Regarding the error
Hey @gargshivam2001
Your approach is incorrect
Say for this
86922395
in the above :
2
2
3
5
4
are the 5 non intersecting CB numbers.
So first check for all the substrings of length 1 and then length 2 and so on
Approach 
*
- Put loop on string that will give substring of every length.
- create a function that will return true if the passed number is a CB number otherwise return false.
- To put a check if the digit is already a part of the any other CB number, create an boolean array say, valid which store which digits till now has been a part of any other CB number.
- Take a counter and increment if a CB number is found.
- At the end print the count.
Here
bool is_cb_number(string s)
{
long long num = stoint(s);
if (num == 0 || num == 1) {
return false;
}
int arr[10] = { 2, 3, 5, 7, 11, 13, 17, 19, 23, 29 };
for (int i = 0; i < sizeof(arr)/sizeof(arr[0]); i++) {
if (num == arr[i]) {
return true;
}
}
for (int i = 0; i < sizeof(arr)/sizeof(arr[0]); i++) {
if (num % arr[i] == 0) {
return false;
}
}
return true;
}
Use this for reference for is_cb function
4 is a cb no. how???
Oh sorry ignore 4
Written that by mistake
it has 4 cb numbers
2
2
3
5
sir does we have to check the value of the digit or the index for value???

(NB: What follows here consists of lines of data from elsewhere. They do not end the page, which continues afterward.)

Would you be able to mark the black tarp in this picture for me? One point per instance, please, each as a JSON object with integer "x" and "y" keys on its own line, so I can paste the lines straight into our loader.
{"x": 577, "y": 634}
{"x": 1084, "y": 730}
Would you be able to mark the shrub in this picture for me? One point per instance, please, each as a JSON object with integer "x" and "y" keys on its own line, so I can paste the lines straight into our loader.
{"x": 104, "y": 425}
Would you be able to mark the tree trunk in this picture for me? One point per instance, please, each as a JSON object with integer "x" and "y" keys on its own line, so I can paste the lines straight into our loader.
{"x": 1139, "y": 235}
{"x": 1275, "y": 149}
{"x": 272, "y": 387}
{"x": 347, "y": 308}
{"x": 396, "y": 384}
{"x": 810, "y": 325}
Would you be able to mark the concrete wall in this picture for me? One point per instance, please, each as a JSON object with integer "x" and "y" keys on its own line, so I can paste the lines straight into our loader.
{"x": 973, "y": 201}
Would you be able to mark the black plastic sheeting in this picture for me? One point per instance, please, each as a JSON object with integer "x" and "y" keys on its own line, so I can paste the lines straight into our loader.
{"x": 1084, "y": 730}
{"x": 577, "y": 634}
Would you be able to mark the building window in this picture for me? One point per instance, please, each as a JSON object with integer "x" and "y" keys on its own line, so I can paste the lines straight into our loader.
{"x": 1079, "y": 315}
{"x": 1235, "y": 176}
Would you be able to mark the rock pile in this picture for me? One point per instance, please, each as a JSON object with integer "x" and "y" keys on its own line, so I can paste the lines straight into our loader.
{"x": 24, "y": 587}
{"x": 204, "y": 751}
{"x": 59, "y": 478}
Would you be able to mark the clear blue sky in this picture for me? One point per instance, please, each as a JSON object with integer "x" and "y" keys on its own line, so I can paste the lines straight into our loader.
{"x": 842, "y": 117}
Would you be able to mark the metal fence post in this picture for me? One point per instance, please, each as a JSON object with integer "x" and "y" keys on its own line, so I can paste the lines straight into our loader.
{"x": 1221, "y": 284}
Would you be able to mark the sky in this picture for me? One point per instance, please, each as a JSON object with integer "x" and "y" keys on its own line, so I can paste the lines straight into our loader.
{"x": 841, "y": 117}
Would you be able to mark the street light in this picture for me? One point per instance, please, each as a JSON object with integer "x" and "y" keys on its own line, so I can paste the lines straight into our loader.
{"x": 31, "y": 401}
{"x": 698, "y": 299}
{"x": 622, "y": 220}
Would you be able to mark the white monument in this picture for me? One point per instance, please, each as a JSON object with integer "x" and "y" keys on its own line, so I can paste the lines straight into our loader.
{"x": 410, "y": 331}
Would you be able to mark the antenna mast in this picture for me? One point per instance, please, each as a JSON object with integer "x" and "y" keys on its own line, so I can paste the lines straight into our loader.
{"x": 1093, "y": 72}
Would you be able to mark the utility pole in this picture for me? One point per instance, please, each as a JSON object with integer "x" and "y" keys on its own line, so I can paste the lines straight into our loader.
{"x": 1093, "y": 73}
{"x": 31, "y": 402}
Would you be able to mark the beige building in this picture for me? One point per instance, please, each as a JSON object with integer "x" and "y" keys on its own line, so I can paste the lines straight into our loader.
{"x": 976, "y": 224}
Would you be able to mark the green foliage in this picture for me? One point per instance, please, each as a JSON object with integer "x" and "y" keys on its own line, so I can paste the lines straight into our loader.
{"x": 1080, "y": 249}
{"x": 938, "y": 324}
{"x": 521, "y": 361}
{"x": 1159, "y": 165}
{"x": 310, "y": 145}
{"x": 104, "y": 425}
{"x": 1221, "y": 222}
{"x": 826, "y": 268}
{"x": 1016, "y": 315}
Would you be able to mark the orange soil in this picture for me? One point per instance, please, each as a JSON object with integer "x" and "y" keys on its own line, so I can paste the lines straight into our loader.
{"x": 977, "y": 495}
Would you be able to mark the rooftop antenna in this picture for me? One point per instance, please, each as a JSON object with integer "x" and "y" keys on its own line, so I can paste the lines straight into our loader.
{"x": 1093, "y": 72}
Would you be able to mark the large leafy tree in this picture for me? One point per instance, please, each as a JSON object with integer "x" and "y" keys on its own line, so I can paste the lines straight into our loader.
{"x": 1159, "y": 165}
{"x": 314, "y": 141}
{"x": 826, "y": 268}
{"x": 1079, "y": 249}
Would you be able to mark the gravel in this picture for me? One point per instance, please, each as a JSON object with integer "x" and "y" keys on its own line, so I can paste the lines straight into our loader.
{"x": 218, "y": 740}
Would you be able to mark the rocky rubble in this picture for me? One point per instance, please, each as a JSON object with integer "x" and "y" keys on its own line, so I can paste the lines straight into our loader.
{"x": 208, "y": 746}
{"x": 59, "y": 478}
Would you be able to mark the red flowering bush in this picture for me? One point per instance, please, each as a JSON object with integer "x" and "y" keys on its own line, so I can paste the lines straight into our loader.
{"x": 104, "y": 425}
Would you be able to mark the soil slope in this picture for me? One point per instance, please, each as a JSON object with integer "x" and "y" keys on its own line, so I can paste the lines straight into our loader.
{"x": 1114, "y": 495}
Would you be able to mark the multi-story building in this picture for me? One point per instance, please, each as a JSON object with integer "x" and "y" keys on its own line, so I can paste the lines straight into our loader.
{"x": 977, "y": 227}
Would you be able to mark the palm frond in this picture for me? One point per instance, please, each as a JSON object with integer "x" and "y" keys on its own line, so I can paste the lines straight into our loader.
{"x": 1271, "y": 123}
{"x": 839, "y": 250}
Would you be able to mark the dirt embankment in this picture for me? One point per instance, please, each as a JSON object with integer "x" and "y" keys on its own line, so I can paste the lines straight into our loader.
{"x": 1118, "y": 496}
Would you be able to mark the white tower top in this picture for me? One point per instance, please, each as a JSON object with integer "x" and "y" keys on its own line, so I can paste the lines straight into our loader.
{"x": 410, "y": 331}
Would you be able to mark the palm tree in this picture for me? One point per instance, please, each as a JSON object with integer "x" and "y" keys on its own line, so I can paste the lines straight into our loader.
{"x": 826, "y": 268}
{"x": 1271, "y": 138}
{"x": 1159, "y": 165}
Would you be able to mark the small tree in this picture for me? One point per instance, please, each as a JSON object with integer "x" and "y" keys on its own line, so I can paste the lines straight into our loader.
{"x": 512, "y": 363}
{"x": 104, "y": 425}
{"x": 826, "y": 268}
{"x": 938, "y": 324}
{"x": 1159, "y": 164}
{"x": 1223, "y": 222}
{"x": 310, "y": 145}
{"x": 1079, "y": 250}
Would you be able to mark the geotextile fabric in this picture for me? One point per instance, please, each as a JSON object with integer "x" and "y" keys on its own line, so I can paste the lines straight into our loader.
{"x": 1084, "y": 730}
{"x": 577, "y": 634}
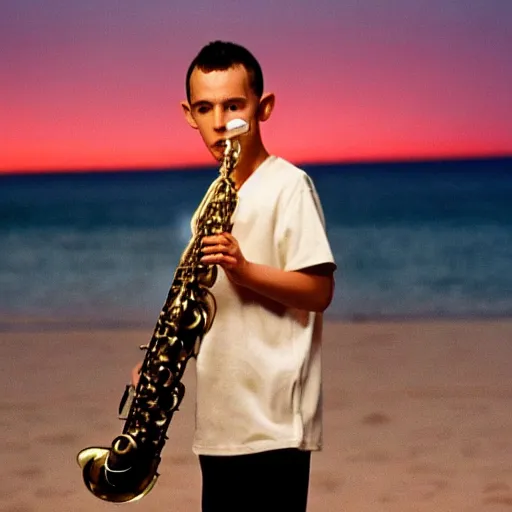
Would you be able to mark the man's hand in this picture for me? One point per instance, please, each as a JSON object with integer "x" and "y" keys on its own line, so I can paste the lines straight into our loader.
{"x": 224, "y": 250}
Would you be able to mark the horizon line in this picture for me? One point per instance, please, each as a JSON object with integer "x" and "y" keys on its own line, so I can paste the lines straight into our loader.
{"x": 299, "y": 163}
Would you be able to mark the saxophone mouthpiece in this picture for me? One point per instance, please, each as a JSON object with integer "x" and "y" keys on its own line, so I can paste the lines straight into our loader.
{"x": 236, "y": 127}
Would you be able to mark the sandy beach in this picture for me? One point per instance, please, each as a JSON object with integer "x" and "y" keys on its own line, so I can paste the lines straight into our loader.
{"x": 417, "y": 417}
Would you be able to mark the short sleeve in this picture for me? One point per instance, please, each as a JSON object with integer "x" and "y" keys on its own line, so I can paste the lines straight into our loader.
{"x": 300, "y": 233}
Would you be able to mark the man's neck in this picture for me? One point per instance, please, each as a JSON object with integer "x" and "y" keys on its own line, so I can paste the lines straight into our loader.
{"x": 248, "y": 164}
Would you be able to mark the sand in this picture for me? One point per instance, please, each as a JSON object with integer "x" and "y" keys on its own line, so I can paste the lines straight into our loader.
{"x": 417, "y": 417}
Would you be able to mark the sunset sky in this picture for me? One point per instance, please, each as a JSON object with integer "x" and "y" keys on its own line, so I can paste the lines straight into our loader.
{"x": 97, "y": 84}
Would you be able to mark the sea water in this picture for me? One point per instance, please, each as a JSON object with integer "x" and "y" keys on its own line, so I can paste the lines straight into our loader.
{"x": 418, "y": 239}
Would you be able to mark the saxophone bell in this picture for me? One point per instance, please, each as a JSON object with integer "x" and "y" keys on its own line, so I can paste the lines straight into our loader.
{"x": 127, "y": 471}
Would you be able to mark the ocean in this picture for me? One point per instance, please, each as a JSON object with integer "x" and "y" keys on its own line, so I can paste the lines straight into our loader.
{"x": 411, "y": 240}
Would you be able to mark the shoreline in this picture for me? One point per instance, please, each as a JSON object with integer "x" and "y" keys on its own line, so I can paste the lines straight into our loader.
{"x": 416, "y": 418}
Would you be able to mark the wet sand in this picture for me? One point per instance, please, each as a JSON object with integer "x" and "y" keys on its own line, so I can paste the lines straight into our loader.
{"x": 417, "y": 417}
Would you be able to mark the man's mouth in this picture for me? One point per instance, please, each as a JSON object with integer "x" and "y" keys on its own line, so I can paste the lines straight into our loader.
{"x": 219, "y": 144}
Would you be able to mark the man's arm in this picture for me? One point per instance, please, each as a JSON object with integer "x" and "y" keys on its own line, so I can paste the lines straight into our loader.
{"x": 310, "y": 289}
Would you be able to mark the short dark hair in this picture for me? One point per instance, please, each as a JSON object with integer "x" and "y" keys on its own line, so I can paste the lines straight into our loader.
{"x": 221, "y": 55}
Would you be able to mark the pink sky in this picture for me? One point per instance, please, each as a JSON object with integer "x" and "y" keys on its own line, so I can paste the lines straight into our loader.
{"x": 98, "y": 84}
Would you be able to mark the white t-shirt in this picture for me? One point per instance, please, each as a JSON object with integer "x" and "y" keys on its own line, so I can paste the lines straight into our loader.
{"x": 258, "y": 369}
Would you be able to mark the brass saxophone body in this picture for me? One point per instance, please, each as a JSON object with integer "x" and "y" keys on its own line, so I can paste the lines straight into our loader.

as in your output 2 is getting counted twice
Because 2 is repeated twice
Value of digit
if value of digit is getting checked then why 2 is counted twice it should be counted only once
Oh u have to count the maximum CB numbers u can get in a string it doesn’t matter if they are getting repeated but if u pick any CB number then u have to make sure u dont pick any CB number which has that no in it
Say X2Y here X & Y are some string of digits so if u pick 2
then U have to solve it for X & Y u cant pick any other CB no with this 2 in it
I thought u are asking something else thats why I said value of digit
please check sir